Unfortunately for Melissa McCarthy, she is the metaphorical misfiring striker in this situation, and the extensive total of scoreless minutes apply to her level of humour. As it stands, her statistics aren’t looking good, seeing as it has spanned across several films since the last joke landed and had any sort of impact – which, for the record, is a lot of minutes.
Yes, there have been films that may have generated a chuckle, maybe even something louder, but they sure didn’t come from her character. Rather than scoring an easy tap -in goal every now and then, it seems McCarthy is content with not even making an attempt to begin with. Instead, she’s happy pumping out trashy, nepotistic films by the hour with her husband Ben Falcone behind the camera and writing desk (who is equally at fault).
And speaking of minutes, their latest outing, The Boss, is nothing we haven’t seen before, so thankfully with a somewhat merciful runtime of 99 minutes, it plays out like a regular match of soccer with some extra time added on for McCarthy to let fans down a few more times before the final whistle blows.
That being said, the film is 99 minutes too long to begin with…
McCarthy plays yet another highly unlikeable leading lady, whose “look at me and all the stupid scenarios I find myself in”-attitude is once again tolerable for all of thirty seconds, at best.
This time playing successful business tycoon Michelle Darnell, McCarthy delivers a performance that is reliant on awful slapstick humour and the occasional dose of alluding the audience to her weight.
Playing alongside McCarthy’s Darnell is Claire, her personal assistant played by Kristen Bell, who does everything she possibly can to let the audience know she really doesn’t want to be there; awkwardly enduring each scene with an ever so slight grimace on her face.

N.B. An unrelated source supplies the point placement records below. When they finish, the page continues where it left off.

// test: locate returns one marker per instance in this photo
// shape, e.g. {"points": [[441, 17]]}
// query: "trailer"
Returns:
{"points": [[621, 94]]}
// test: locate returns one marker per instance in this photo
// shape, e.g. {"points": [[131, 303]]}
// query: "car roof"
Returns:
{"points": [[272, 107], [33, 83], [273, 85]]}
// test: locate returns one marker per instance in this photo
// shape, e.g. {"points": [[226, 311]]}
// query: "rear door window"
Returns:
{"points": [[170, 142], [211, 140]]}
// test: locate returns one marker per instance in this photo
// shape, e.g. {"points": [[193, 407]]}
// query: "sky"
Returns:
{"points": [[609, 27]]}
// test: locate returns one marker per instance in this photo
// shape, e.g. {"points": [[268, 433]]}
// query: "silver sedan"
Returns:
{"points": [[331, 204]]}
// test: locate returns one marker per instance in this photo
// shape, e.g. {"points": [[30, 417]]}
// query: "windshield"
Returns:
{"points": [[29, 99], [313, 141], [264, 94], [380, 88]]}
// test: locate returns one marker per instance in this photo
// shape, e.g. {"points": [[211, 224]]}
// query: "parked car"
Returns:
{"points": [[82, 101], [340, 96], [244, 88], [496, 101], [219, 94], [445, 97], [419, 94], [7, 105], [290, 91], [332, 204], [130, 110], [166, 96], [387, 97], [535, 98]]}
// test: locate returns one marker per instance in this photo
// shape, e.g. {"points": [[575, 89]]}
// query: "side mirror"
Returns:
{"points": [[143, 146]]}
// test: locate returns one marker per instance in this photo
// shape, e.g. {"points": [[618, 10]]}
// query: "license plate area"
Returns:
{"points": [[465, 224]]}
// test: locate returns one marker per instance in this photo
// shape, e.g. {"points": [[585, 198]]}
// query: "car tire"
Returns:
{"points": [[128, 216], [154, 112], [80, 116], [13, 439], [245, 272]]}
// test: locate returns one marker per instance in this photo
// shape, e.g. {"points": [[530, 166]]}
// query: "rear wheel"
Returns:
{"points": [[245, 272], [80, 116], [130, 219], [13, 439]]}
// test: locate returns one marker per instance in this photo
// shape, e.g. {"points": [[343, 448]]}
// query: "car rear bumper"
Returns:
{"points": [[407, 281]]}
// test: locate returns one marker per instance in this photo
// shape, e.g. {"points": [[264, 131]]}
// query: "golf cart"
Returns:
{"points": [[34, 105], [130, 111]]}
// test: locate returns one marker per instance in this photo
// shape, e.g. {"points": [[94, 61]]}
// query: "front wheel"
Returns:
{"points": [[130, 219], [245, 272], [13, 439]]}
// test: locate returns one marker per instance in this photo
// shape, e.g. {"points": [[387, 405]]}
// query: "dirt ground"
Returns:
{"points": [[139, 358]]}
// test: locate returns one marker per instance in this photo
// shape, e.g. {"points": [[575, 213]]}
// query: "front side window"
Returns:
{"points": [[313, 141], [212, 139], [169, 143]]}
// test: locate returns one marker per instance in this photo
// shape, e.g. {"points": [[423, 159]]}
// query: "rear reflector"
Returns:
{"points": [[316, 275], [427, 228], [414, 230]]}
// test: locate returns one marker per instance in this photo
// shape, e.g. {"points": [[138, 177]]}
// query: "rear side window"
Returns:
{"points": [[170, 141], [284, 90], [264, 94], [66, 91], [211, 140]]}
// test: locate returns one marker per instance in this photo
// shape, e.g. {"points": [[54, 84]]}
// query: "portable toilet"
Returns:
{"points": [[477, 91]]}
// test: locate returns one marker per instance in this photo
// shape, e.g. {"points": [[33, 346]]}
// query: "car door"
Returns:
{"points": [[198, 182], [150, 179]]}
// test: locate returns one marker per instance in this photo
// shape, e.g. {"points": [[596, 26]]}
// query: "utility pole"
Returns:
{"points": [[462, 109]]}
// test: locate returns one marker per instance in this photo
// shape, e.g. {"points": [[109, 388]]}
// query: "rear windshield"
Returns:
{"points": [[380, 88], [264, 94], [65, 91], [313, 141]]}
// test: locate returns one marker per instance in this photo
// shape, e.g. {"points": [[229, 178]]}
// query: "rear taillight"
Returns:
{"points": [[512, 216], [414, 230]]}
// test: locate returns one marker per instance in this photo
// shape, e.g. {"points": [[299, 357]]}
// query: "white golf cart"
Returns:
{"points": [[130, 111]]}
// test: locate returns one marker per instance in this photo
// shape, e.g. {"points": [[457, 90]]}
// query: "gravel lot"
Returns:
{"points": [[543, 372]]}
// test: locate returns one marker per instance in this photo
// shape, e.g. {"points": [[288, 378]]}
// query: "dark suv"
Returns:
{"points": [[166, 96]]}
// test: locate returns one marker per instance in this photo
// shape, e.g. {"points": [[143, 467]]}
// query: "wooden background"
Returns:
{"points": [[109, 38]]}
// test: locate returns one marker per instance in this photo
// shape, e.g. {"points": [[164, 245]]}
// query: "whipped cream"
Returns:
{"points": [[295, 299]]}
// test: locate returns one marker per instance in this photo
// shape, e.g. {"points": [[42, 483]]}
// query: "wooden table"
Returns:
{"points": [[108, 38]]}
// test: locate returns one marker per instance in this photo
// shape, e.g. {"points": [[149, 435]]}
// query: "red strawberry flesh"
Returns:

And as far as a plot is concerned, The Boss is a scattered mess of redemption, character arks and girl-scout brownies featuring a deplorable Peter Dinklage who, like Bell, looks as if he has far better things to be doing.
The Oscar-nominated McCarthy (yes, you read that correctly) appeals to some audiences, and there are even those who see her as one of the funniest on-screen talents working today. There have certainly been instances where she has been a standout performer, however it has only been when she is relegated to a supporting role that contrasts a far more interesting lead. McCarthy as a leading lady simply doesn’t work, or least it doesn’t work when her husband has anything to do with it.
The Boss is yet another “comedy” that catastrophically misses the mark and has no sense of depth or substance whatsoever. Flat, boring and irritable characters fill a space for just under a hundred minutes, only to parade around, cursing, touching each other’s breasts and galavanting around on stage with T-Pain.
In summary, the plot of The Boss is as deep as the efforts on display from McCarthy’s supporting cast members – irritatingly shallow.